Methods. A systematic review assessed design of phase II clinical trials in rheumatoid arthritis.
Results. Fifty-six trials were reviewed. Most trials had 4 groups (1 control and 3 intervention), with an average group size of 34 patients. American College of Rheumatology 20 measured at 16 weeks was the most commonly used primary endpoint.

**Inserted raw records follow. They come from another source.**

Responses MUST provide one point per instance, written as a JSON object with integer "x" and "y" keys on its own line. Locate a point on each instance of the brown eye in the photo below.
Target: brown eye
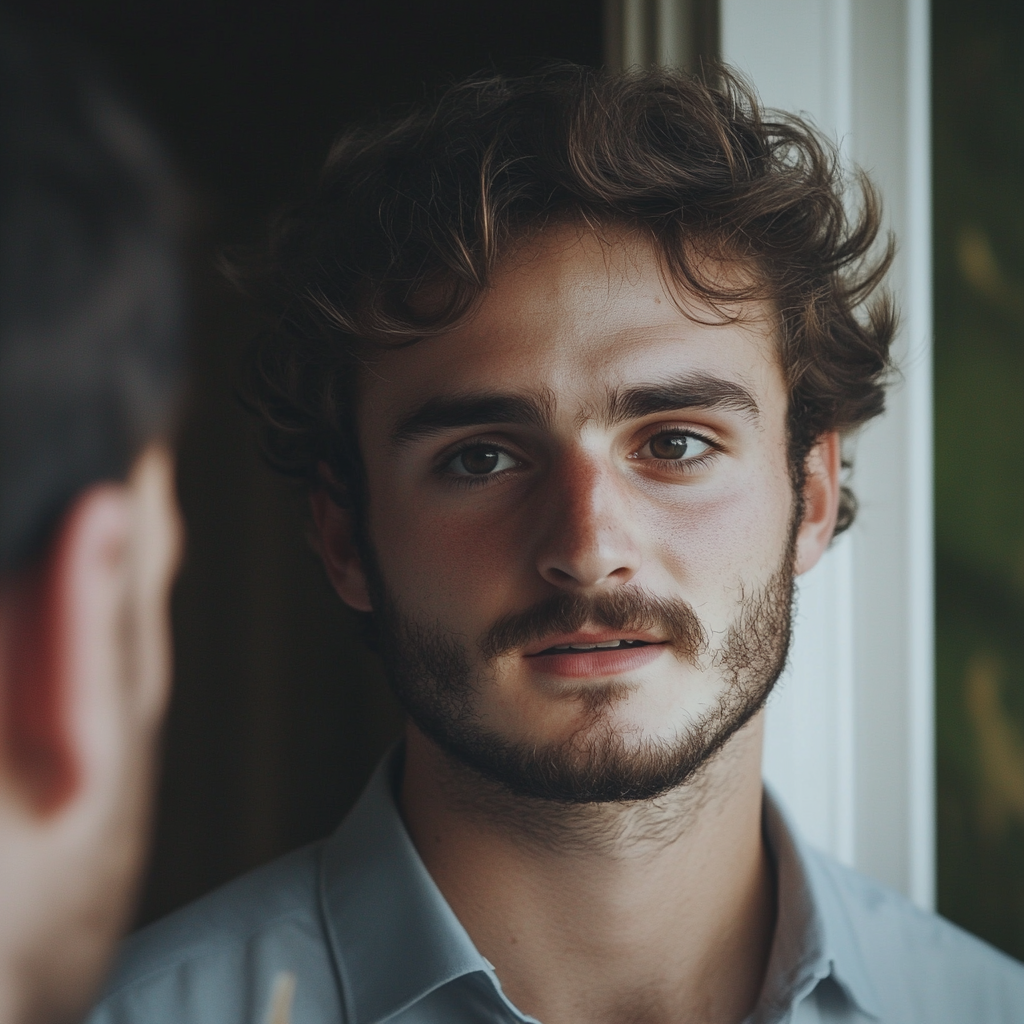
{"x": 481, "y": 460}
{"x": 669, "y": 445}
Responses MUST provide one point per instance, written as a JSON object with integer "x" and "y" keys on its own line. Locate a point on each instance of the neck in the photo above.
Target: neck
{"x": 650, "y": 911}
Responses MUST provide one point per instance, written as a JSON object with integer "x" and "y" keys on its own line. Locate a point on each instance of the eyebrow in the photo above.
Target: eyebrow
{"x": 438, "y": 415}
{"x": 687, "y": 391}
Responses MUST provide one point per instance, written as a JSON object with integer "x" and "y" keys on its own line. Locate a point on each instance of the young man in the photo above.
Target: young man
{"x": 90, "y": 359}
{"x": 566, "y": 363}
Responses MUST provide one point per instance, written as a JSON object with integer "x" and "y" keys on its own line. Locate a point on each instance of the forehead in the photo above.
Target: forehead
{"x": 573, "y": 316}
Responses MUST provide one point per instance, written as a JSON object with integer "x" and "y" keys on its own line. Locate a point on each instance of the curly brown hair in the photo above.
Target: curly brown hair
{"x": 432, "y": 203}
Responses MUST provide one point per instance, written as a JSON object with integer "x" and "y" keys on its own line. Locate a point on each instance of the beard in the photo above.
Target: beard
{"x": 430, "y": 671}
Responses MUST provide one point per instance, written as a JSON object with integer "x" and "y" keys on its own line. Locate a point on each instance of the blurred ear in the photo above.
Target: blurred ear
{"x": 336, "y": 530}
{"x": 821, "y": 491}
{"x": 60, "y": 624}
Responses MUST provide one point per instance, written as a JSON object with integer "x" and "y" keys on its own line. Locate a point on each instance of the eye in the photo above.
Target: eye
{"x": 675, "y": 445}
{"x": 480, "y": 460}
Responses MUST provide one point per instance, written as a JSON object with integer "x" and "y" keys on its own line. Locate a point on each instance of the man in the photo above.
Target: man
{"x": 565, "y": 363}
{"x": 90, "y": 358}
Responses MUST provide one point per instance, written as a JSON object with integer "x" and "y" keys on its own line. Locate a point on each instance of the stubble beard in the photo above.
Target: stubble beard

Conclusion. The next step is to undertake a systematic review of adaptive designs used in early-phase trials in nonrheumatic conditions.
- ADAPTIVE TRIAL DESIGN
- OMERACT CORE OUTCOME SET
- EARLY-PHASE CLINICAL TRIAL
- RHEUMATOID ARTHRITIS
- SYSTEMATIC REVIEW
Randomized controlled/clinical trials are the gold standard in evidence-based medicine. However, an editorial in The Journal of Rheumatology, “Arthritis Clinical Trials at a Crossroad” in 2015 by Pope, et al highlighted the “critical state of rheumatology clinical trials”1. Clinical trialists struggled to recruit patients because of inefficient trial design, funding, and regulatory requirements. Recruiting patients from countries with less access to expensive treatment has become more common but increases the risk of higher placebo response. This is a common issue and not unique to rheumatology. Clinical trials are resource-intensive in time, personnel, finances, and available patient pool. Some of these obstacles could be mitigated by using adaptive trial designs, which have been developed to improve clinical trial efficiency. Adaptive clinical trial designs have been increasingly used in oncological and cardiovascular (CV) diseases. Both the US Food and Drug Administration (FDA) and the European Medicines Agency (EMEA) accept adaptive clinical trial designs, issuing guidance on aspects that require special consideration2,3.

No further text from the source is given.